Соседка с пятого открыла дверь:
— Они с утра это вынесли. Сказали — ушла, вот пусть и живёт где хочет.
Анна села на корточки, вытащила из пакета Сашины перчатки. Синие, с дыркой на большом пальце. Достала дневник, завернутый в файл, пластиковую банку с лекарством.
— Мам, а мы теперь где жить будем? — Саша стоял рядом, прижимая к себе тетрадь.
Анна выпрямилась. Посмотрела вниз по лестнице. Молча кивнула.
— Пока не знаем. Но вместе, Саша. Обязательно вместе.
Она взяла коробку с лекарствами, закрыла дверь и кивнула соседке. Спустились, молча прошли до остановки. Добрались до матери. Там было тесно, но тепло.
На следующее утро Анна поехала на работу. Отвела сына в школу и вернулась в офис, где её сразу вызвала начальница.
— Вы срываете графики. Уже вторая неделя. Что происходит?
— Простите. Личное.
— Возьмите отгул. Приведите себя в порядок.
Анна кивнула, вышла. Закрылась в туалете. Села, уткнувшись лицом в ладони. Плакала долго. Без звука.
Вечером пришла за дневником сына. Из кухни — голос Тамары:
— Сашенька, у нас с папой будет другая квартира. Своё. Комната твоя. Игрушки. Не поедешь к маме?
— А мама?
— У неё своя жизнь. Ты же хочешь, чтоб тебе было хорошо?

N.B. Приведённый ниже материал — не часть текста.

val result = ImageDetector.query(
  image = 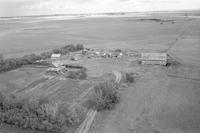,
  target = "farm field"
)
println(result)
[0,13,200,133]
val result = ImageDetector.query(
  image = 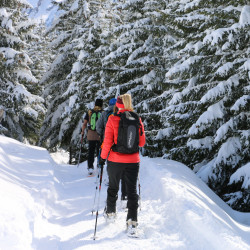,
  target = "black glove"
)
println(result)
[99,157,106,167]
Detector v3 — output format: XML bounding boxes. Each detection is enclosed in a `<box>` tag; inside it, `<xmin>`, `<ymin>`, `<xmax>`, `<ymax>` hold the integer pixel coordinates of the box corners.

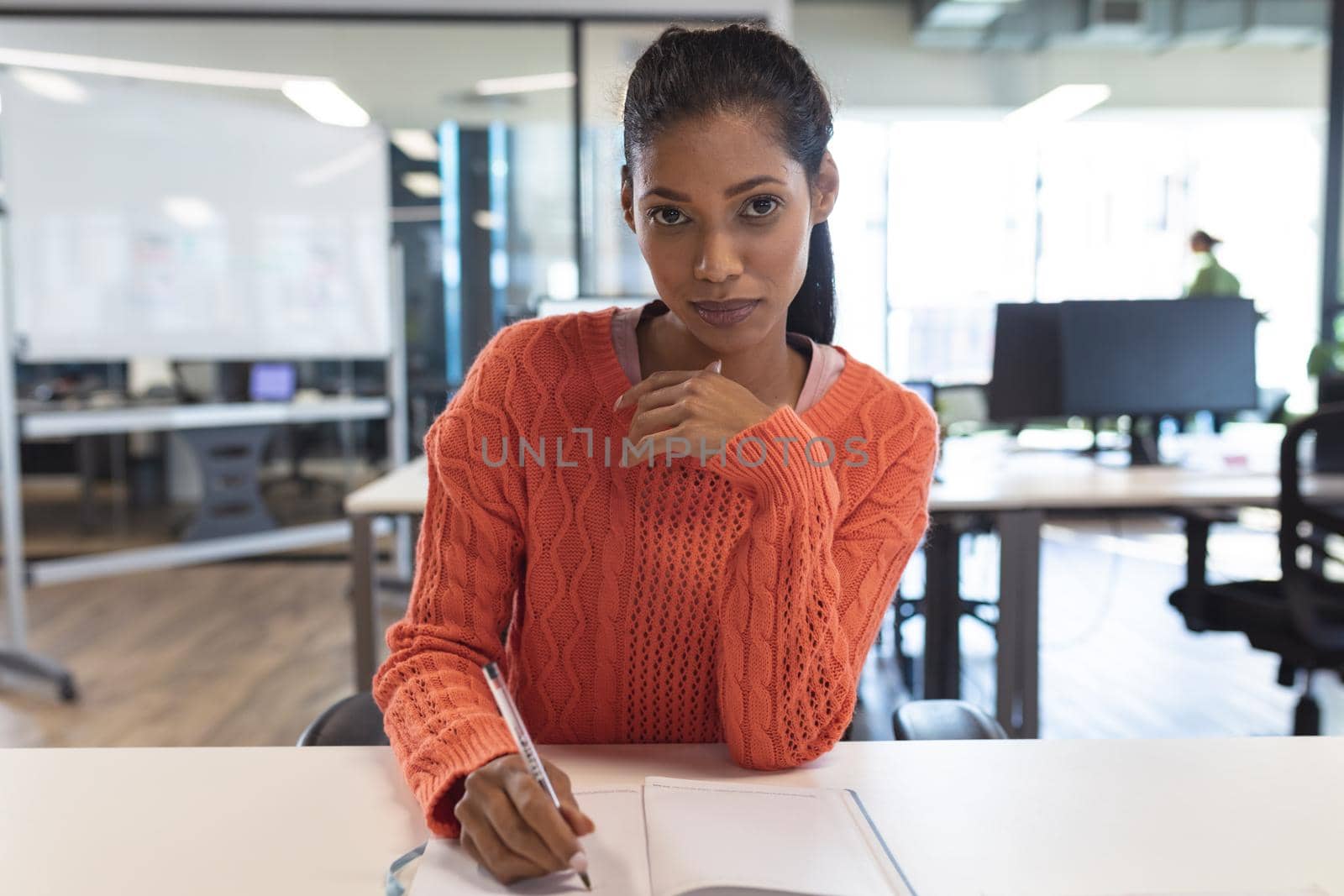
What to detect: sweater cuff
<box><xmin>711</xmin><ymin>405</ymin><xmax>845</xmax><ymax>502</ymax></box>
<box><xmin>415</xmin><ymin>716</ymin><xmax>517</xmax><ymax>837</ymax></box>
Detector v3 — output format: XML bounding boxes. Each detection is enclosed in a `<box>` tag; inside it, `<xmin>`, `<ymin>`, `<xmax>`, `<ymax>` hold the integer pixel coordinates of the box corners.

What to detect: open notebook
<box><xmin>408</xmin><ymin>778</ymin><xmax>916</xmax><ymax>896</ymax></box>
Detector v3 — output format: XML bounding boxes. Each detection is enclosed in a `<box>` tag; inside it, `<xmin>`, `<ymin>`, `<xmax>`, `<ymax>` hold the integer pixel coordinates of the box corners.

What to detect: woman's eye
<box><xmin>746</xmin><ymin>196</ymin><xmax>780</xmax><ymax>217</ymax></box>
<box><xmin>649</xmin><ymin>208</ymin><xmax>685</xmax><ymax>226</ymax></box>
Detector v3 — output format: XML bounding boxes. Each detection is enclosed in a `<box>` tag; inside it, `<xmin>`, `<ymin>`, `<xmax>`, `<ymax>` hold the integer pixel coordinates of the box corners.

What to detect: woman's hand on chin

Анна застыла в коридоре. Плечи дрожали.
— А мама где будет жить?
— Ну, найдёт себе. Мы ей мешать не будем.
Анна зашла на кухню.
— Саша, иди, пожалуйста, в зал.
Тамара повернулась:
— Что за манеры?
— Вы — собирайтесь. И съезжайте.
— Что?
Вошёл Валера.
— Ты сама ушла. Теперь освободи квартиру. Мы её продадим.
— Ты в своём уме? Это имущество, нажитое в браке. Я имею право.
— По закону ты тут никто, — усмехнулась Тамара.
— Сейчас будет участковый. Посмотрим, кто никто.
Участковый приехал через два часа. Анна показала фото вещей на лестничной клетке, объяснила ситуацию.
— Она сама сбежала! — кричала Тамара. — А теперь жалуется!
— Мы решаем всё спокойно, — буркнул Валера.
Молодой участковый выслушал обе стороны.
— Проживание без решения суда никто ограничить не может. Вещи выбрасывать — нарушение. Прекратите.
Он записал данные. Ушёл.
На следующий день Анна подала иск. Юрист, пожилая женщина, пролистала бумаги:
— Квартира в браке куплена? Значит, вы имеете право как минимум на половину. Мы подадим.
Анна кивнула.
Поздно вечером зашла Лена — подруга с работы, та самая, что первой написала про Валеру и бухгалтершу. Протянула связку ключей.
— Это от дачи у родителей. Там отопление есть, крыша не течёт. Живи пока там. Я помогу с документами.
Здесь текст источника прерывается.